Demandbase Connect

June 1, 2010

Design of Experiments Reduces Time to Market

Pages: 12

Dresser Waukesha is a familiar name associated with large, gas-fueled stationary engines for power generation and gas compression applications around the world. Each new project location presents a unique set of site variables that must be taken into consideration—such as fuel quality, air/fuel ratio, temperature, humidity, altitude, load, and exhaust after-treatment—when providing the customer a meaningful performance guarantee. To fully characterize every engine option with such a wide range of fuel types and quality and in widely varying environmental conditions across the global is an impossible chore (Figure 6).

6. Sweet sixteen. In this typical cogeneration plant consisting of five 16-cyclinder gas engines, heat is recovered in an exhaust heat-recovery unit and from the jacket water and lube oil. Source: U.S. Department of Energy

The Brute Force Approach

In the past, developing reliable predictions of engine performance was a painstaking, expensive, and time-consuming manual process. The biggest challenge was using regression analysis to develop equations based on experimental data that described the relationship between the factors (independent performance variables) and the responses (dependent performance data). Engineers ran large numbers of performance computer models where one factor was varied over a range of values while the other variables were held constant, and then recorded the results. Then the next factor was varied, and so on.

When the tests were completed, engineers used statistical analysis, previous data, experience, and no small amount of intuition to estimate actual performance under actual field conditions.

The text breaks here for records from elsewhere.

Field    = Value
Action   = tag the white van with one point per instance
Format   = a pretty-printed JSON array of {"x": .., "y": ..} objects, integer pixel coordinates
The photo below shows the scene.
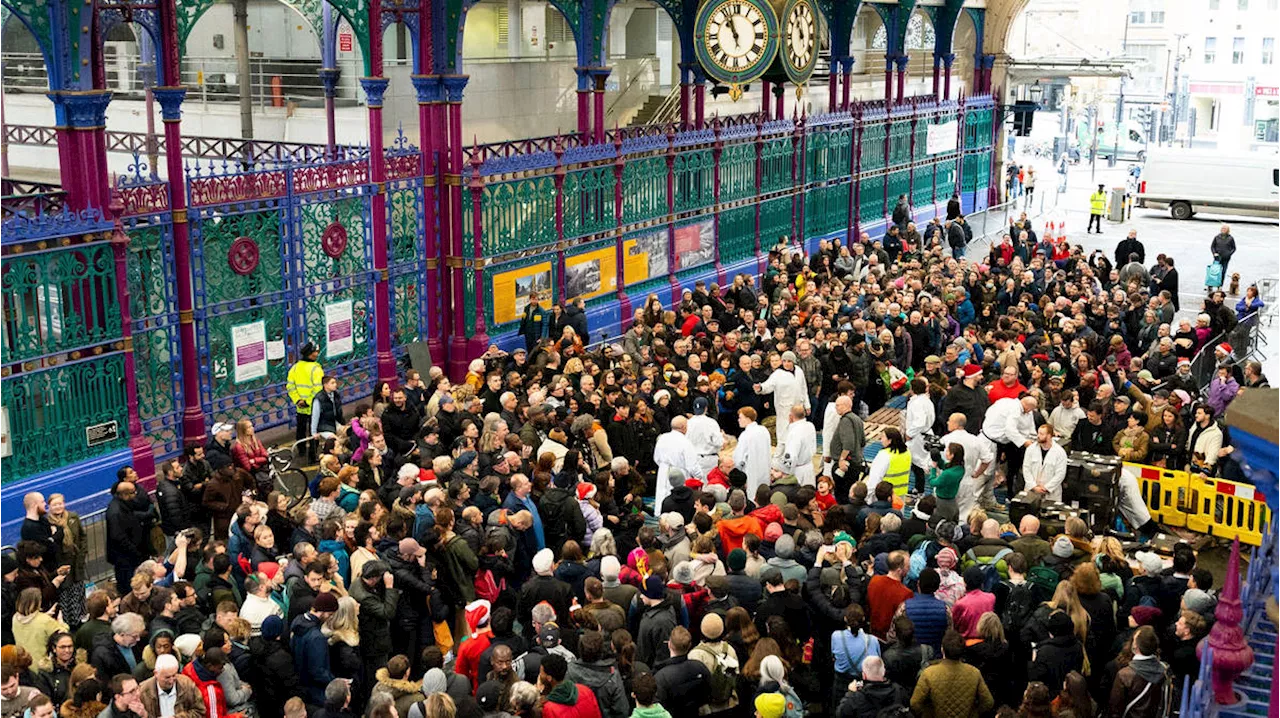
[{"x": 1203, "y": 181}]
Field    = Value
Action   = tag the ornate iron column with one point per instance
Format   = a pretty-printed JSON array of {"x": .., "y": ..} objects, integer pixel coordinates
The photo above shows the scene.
[
  {"x": 453, "y": 87},
  {"x": 429, "y": 96}
]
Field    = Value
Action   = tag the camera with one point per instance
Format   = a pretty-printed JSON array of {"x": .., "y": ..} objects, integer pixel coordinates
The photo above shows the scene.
[{"x": 933, "y": 444}]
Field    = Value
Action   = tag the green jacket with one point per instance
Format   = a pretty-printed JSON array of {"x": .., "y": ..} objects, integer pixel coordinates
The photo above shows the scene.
[{"x": 946, "y": 483}]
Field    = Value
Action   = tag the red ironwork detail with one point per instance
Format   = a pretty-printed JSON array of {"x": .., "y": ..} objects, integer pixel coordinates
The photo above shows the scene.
[
  {"x": 145, "y": 199},
  {"x": 243, "y": 256},
  {"x": 237, "y": 188},
  {"x": 333, "y": 239},
  {"x": 330, "y": 175}
]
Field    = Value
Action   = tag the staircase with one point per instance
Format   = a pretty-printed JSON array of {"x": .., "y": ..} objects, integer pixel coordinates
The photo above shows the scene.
[{"x": 645, "y": 115}]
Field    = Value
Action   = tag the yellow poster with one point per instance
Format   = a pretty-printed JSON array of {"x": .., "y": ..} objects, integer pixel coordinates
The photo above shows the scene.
[
  {"x": 590, "y": 274},
  {"x": 645, "y": 256},
  {"x": 512, "y": 289}
]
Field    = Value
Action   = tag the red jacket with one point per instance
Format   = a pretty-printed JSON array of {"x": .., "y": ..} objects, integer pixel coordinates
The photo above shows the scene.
[
  {"x": 584, "y": 705},
  {"x": 210, "y": 690}
]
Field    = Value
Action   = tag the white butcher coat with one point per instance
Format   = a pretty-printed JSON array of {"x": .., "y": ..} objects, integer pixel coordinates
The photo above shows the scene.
[
  {"x": 800, "y": 444},
  {"x": 752, "y": 456},
  {"x": 919, "y": 421},
  {"x": 789, "y": 389},
  {"x": 708, "y": 439},
  {"x": 673, "y": 449}
]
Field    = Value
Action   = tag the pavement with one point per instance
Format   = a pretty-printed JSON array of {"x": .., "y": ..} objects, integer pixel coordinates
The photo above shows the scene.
[{"x": 1187, "y": 242}]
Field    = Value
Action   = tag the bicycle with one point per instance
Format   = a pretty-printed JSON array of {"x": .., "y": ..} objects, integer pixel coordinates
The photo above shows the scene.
[{"x": 287, "y": 478}]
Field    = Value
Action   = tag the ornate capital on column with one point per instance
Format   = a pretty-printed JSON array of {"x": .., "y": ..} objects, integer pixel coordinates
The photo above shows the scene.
[
  {"x": 329, "y": 78},
  {"x": 81, "y": 110},
  {"x": 374, "y": 90},
  {"x": 453, "y": 86},
  {"x": 170, "y": 101},
  {"x": 428, "y": 87}
]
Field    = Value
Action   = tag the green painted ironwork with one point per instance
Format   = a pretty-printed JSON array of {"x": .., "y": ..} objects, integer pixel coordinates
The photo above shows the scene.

This approach required manually fitting the different equation forms to the data set, but the process took weeks and occupied considerable time on the part of engineers who were needed for other tasks.

Predictably, the accuracy of this approach was limited by its inability to account for interdependencies between each of the factors that aren’t considered when using this brute force approach to predicting engine performance in unpredictable circumstances.